Diagnostic and Interventional Radiology, IRCCS Istituto Ortopedico Rizzoli, Bologna, Italy.
Department of Radiology, Te Toka Tumai Auckland (Auckland District Health Board), Auckland, New Zealand.
Semin Musculoskelet Radiol. 2024 Oct;28(5):594-609. doi: 10.1055/s-0044-1788887. Epub 2024 Oct 15.

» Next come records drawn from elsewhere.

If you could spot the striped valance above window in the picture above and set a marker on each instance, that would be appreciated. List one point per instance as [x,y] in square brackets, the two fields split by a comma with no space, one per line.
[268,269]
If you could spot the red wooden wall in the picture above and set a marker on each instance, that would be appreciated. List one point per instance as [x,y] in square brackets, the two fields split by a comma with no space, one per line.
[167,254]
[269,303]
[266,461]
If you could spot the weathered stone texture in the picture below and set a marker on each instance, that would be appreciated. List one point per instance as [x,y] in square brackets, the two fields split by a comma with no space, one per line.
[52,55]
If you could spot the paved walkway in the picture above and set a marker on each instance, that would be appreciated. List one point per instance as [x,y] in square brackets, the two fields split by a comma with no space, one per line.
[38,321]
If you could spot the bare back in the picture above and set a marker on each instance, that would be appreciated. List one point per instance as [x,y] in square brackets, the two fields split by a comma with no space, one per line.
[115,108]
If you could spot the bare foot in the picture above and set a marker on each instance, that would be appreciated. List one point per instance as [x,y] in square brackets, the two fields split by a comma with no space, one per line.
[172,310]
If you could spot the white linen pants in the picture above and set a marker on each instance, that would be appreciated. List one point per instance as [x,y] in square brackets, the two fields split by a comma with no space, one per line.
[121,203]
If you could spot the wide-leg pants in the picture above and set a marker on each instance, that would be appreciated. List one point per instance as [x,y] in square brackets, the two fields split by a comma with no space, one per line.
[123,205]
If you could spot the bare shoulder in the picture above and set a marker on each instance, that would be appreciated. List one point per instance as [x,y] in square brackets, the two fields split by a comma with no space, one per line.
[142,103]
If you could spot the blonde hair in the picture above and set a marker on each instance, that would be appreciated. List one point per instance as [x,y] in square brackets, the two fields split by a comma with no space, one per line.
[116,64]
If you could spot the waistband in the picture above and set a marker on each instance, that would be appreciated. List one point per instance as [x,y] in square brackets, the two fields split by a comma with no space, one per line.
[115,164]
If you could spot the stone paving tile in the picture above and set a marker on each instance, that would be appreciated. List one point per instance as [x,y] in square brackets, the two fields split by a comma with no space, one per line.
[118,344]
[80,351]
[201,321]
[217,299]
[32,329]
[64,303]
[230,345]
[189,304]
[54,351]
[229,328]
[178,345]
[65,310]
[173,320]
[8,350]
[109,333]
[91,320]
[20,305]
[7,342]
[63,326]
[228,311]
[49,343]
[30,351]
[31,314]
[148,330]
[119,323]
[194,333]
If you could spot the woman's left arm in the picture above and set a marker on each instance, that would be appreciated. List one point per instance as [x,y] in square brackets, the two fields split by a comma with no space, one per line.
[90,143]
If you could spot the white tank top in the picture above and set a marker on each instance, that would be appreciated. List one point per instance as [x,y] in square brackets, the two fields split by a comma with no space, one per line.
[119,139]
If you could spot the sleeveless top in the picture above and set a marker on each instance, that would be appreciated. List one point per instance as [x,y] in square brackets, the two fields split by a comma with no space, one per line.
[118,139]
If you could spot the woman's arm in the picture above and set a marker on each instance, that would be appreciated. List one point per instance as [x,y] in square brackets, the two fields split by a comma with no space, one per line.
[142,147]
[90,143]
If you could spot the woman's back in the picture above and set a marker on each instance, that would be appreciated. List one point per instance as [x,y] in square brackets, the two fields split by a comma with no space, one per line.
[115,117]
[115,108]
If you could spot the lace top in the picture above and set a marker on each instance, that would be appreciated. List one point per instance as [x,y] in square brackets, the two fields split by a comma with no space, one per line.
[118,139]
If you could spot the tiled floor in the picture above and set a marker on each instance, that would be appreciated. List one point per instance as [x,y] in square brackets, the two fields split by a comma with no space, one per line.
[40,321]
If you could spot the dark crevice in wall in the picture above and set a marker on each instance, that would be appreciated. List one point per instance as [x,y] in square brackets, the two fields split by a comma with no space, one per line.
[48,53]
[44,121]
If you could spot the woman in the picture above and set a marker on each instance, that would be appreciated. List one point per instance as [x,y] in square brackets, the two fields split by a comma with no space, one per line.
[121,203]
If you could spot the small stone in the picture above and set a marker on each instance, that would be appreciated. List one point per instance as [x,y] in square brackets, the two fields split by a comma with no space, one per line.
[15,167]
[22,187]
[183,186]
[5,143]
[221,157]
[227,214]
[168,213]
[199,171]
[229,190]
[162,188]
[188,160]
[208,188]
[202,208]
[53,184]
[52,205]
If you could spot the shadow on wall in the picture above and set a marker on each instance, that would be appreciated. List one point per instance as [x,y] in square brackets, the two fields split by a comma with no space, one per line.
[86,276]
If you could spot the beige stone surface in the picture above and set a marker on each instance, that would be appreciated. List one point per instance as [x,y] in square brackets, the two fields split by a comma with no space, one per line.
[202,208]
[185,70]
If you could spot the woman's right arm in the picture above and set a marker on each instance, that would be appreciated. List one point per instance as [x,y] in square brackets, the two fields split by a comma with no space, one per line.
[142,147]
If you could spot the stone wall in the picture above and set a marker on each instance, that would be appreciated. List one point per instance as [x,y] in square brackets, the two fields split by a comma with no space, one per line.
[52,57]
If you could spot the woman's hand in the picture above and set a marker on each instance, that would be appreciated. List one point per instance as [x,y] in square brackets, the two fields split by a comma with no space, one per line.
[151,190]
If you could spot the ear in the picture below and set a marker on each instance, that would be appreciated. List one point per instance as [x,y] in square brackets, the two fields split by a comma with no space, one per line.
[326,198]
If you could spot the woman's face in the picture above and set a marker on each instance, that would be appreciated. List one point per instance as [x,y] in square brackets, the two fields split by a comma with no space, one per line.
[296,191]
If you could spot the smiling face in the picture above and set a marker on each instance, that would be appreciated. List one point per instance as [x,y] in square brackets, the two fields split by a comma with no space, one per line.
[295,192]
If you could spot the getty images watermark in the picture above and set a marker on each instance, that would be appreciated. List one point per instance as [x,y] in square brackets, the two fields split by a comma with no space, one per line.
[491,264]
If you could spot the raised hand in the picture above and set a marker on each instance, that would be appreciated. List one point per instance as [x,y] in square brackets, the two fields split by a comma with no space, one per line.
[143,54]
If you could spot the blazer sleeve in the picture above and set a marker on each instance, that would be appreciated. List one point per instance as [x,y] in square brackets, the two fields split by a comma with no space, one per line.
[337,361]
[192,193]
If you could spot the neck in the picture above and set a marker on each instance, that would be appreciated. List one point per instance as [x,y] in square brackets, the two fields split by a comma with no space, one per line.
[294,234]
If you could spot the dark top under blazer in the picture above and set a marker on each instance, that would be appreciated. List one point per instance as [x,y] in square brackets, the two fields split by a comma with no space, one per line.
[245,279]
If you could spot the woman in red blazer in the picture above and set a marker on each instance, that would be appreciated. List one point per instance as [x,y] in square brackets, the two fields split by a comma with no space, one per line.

Body composition is now recognized to have a major impact on health and disease. Imaging enables its analysis in an objective and quantitative way through diverse techniques such as dual-energy X-ray absorptiometry, computed tomography, magnetic resonance imaging, and ultrasonography. This review article first surveys the methodological aspects underpinning the use of these modalities to assess body composition, highlighting their strengths and limitations as well as the set of parameters that they measure and their clinical relevance. It then provides an update on the main applications of body composition imaging in current practice, with a focus on sarcopenia, obesity, lipodystrophies, cancer, and critical care. We conclude by considering the emerging role of artificial intelligence in the analysis of body composition, enabling the extraction of numerous metrics with the potential to refine prognostication and management across a number of pathologies, paving the way toward personalized medicine.
人体成分现在被认为对健康和疾病有重大影响。通过多种技术,如双能 X 射线吸收法、计算机断层扫描、磁共振成像和超声检查,影像学可以客观、定量地对其进行分析。本文首先综述了这些方法在评估人体成分方面的应用所依据的方法学方面,强调了它们的优缺点以及它们所测量的参数集及其临床意义。然后,本文介绍了人体成分成像在当前实践中的主要应用,重点是肌少症、肥胖、脂肪营养不良、癌症和重症监护。最后,我们考虑了人工智能在人体成分分析中的新兴作用,它可以提取大量指标,有可能改善多种疾病的预后和管理,为个性化医疗铺平道路。